1928 Persian legislative election

All 136 seats to the National Consultative Assembly
|  | Majority party | Minority party |
| Leader | Abdolhossein Teymourtash |  |
| Party | Progress Party | Independent |
| Leader's seat | Did not stand |  |
| Seats won | 122 | 14 |
| Percentage | 90% | 10% |
| Prime Minister before election Mehdi Qoli Hedayat | Elected Prime Minister Mehdi Qoli Hedayat |

= 1928 Persian legislative election =

In the elections for the seventh Majlis, systematically rigged by the military and Interior ministry, handpicked representatives of Reza Shah were chosen to the parliament to ensure the exclusion of recalcitrants and "unsuitable candidates who insisted on running found themselves either in jail or banished from their localities".

During the campaign, all public speeches were prohibited by police.

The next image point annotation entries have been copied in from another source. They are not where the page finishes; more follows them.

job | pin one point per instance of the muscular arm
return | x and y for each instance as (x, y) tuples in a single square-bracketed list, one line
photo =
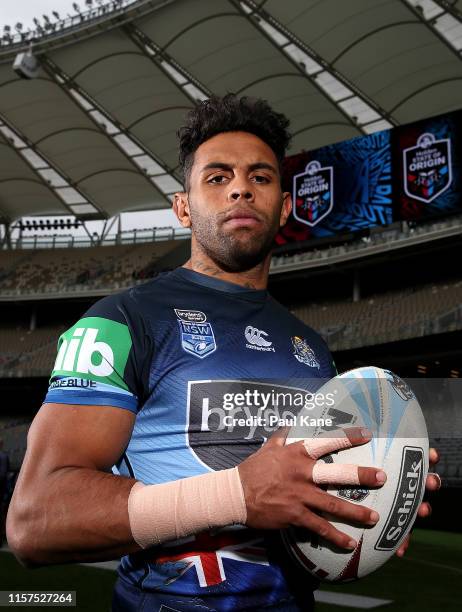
[(67, 506)]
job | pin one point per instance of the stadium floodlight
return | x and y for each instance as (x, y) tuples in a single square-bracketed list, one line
[(26, 65)]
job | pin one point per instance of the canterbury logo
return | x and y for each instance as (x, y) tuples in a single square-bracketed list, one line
[(76, 354), (256, 336)]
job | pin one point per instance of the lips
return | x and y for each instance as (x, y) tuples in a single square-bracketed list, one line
[(242, 218)]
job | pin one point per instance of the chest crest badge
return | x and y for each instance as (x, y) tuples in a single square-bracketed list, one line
[(304, 353)]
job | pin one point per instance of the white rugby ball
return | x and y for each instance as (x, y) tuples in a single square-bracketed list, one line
[(381, 401)]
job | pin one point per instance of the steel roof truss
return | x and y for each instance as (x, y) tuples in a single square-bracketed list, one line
[(75, 201), (185, 81), (357, 107), (150, 167), (441, 19)]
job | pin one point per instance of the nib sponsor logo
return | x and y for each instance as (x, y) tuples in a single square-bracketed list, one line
[(76, 354), (406, 500), (256, 339), (95, 348)]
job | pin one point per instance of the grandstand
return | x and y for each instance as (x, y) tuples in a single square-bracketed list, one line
[(92, 135)]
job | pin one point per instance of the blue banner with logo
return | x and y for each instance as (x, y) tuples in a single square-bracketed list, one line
[(408, 172)]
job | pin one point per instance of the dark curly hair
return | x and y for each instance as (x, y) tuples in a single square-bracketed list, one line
[(231, 114)]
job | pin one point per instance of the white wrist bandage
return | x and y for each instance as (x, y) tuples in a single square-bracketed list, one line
[(173, 510)]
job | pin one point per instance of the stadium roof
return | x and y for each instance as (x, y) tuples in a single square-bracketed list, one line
[(95, 133)]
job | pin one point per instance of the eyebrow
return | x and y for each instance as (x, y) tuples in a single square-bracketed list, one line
[(224, 166)]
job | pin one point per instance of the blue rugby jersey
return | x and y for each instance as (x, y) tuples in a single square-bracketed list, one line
[(208, 367)]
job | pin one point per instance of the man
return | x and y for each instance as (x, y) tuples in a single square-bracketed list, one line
[(145, 384)]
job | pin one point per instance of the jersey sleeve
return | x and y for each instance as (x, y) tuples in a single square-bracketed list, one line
[(100, 360)]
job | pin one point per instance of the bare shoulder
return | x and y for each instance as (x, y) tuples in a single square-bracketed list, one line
[(68, 435)]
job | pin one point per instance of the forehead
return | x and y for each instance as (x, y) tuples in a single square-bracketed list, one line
[(234, 148)]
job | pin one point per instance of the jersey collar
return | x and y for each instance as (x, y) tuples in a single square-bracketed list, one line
[(255, 295)]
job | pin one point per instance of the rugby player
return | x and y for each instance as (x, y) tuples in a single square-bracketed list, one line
[(130, 457)]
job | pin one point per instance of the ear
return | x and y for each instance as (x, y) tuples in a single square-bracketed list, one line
[(180, 207), (286, 208)]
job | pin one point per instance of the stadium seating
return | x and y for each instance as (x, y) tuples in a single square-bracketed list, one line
[(45, 271), (388, 317)]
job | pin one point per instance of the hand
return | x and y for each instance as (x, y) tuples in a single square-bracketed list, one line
[(433, 483), (279, 490)]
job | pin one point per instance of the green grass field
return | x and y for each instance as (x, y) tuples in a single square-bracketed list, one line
[(429, 577)]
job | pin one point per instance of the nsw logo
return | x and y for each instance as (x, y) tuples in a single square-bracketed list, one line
[(197, 337), (313, 193), (256, 339), (427, 168)]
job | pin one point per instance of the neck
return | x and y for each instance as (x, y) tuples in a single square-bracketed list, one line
[(255, 278)]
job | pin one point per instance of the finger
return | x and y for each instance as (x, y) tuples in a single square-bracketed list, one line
[(433, 482), (344, 473), (424, 510), (324, 529), (324, 502), (278, 438), (404, 546), (433, 456), (336, 440)]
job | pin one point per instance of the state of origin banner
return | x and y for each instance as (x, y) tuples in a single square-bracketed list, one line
[(408, 172)]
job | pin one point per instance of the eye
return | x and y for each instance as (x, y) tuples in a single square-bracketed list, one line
[(260, 178), (218, 179)]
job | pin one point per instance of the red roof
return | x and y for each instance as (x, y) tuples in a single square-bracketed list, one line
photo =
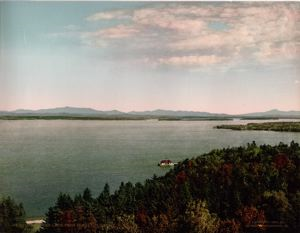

Hassan Modarres who was Tehran's most voted deputy in the previous election, was expelled without even a single vote in his favor. He objected the results, famously asking "What about the vote that I had cast for myself?". Other candidates such as Mohammad Mossadegh, Hassan Taghizadeh and Hossein Ala' were not elected despite the demand for them.

The royalist supporters of Reza Shah flourishing in Progress Party, were the majority of the parliament, dominating about 90% of the seats.

The opposition was a minority with only two-seats held by Mohammad Farrokhi Yazdi representing Yazd and Mahmoud Reza Tolou of Lahijan.